VERIFIED requires title MATCH or identifier MATCH, plus corroboration.
VERIFIED WITH ERRORS may be achieved in two ways:
- Title or identifier evidence with minor issues (CONTAINS, or single CONTRADICTION with strong support), OR
- Title ABSENT in citation (not provided) with 2+ MATCHes on other fields—the document was found despite missing title.
UNVERIFIED when title is UNCONFIRMED (citation provided title but no match found) and no identifier MATCH.
7.2 Corroboration
A single MATCH is not enough for verification. Corroboration strength determines outcome:
Strong corroboration (VERIFIED):
- ≥3 total MATCHes, OR
- ≥2 MATCHes + ≥2 CONTAINS
Weak corroboration (VERIFIED WITH ERRORS):
- 2 MATCHes + 0-1 CONTAINS, OR
- 1 MATCH + 1 CONTAINS
7.3 Consistency
A candidate is consistent iff no field yields CONTRADICTION.

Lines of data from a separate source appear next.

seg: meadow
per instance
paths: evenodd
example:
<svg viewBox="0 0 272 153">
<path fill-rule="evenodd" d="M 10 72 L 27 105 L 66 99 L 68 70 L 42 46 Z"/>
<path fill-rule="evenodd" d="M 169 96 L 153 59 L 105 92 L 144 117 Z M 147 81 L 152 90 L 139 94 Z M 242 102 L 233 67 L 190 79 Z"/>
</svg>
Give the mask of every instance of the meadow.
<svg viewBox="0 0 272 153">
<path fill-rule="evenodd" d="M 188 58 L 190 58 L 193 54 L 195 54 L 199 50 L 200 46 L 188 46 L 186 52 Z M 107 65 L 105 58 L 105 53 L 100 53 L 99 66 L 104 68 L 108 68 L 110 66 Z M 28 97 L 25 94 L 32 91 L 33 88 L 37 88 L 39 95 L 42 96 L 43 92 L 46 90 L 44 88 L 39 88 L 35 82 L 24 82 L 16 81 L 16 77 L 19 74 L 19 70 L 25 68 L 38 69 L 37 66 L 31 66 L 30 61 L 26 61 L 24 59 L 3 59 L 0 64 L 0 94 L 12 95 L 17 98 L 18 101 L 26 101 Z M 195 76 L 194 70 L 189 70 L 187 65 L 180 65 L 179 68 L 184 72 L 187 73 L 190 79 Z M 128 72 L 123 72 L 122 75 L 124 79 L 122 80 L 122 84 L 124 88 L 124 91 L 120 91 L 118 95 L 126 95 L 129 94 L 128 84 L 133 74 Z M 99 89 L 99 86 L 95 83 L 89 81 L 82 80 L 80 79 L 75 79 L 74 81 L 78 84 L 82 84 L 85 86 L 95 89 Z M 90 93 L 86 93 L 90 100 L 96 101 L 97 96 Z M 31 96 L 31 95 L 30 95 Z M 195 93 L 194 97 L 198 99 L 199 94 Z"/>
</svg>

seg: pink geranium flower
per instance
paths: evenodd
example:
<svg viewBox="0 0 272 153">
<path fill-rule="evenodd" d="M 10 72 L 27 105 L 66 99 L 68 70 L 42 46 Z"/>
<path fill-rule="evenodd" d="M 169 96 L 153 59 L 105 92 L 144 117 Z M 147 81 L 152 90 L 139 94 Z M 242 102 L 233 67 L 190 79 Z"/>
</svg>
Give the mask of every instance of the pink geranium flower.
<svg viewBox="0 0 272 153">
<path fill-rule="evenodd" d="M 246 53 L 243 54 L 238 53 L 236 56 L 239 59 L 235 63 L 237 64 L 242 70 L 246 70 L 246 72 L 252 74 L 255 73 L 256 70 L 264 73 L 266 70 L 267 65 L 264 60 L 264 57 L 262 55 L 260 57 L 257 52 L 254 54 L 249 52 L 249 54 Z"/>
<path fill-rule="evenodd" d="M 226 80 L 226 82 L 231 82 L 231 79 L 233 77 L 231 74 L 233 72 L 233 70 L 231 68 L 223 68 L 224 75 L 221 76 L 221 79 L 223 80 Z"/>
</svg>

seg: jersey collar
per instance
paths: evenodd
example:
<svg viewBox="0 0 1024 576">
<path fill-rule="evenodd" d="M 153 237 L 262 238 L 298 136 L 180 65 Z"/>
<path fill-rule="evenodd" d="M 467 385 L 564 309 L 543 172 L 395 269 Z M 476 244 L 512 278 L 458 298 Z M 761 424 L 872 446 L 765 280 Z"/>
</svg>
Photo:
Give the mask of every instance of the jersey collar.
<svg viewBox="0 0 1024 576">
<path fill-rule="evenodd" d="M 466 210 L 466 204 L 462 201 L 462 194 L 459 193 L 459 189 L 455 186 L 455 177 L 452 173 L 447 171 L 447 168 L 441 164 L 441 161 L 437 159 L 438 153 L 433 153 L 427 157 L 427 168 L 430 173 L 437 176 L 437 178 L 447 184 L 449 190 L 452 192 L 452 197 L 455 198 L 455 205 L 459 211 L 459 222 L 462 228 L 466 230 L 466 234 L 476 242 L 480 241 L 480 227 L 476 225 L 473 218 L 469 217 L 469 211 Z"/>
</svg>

8. Classification Outcomes
Outcomes are determined by the following decision tree, evaluated in order:
8.1 VERIFIED
Requirements (ALL must be true):
- No CONTRADICTION
- title = MATCH or identifier = MATCH
- Strong supporting evidence (one of the following):
- ≥3 total MATCHes (title/identifier + 2 others), OR
- ≥2 MATCHes + ≥2 CONTAINS (2 CONTAINS can substitute for 1 MATCH)
Rationale: Title + one other match (e.g., title + year) is too weak—many articles could share those. Verification requires a definitive identifier (title or DOI) plus strong corroboration.
8.2 VERIFIED WITH ERRORS
Checked in order:
8.2.0 Definitive Double Match (Highest Priority)
- title = MATCH AND identifier = MATCH
If both title AND identifier match, this is definitive proof of the same document. The outcome is AT MINIMUM verified-with-error, regardless of contradictions in other fields (authors, venue, year). The same title at the same DOI/URL cannot be a different document.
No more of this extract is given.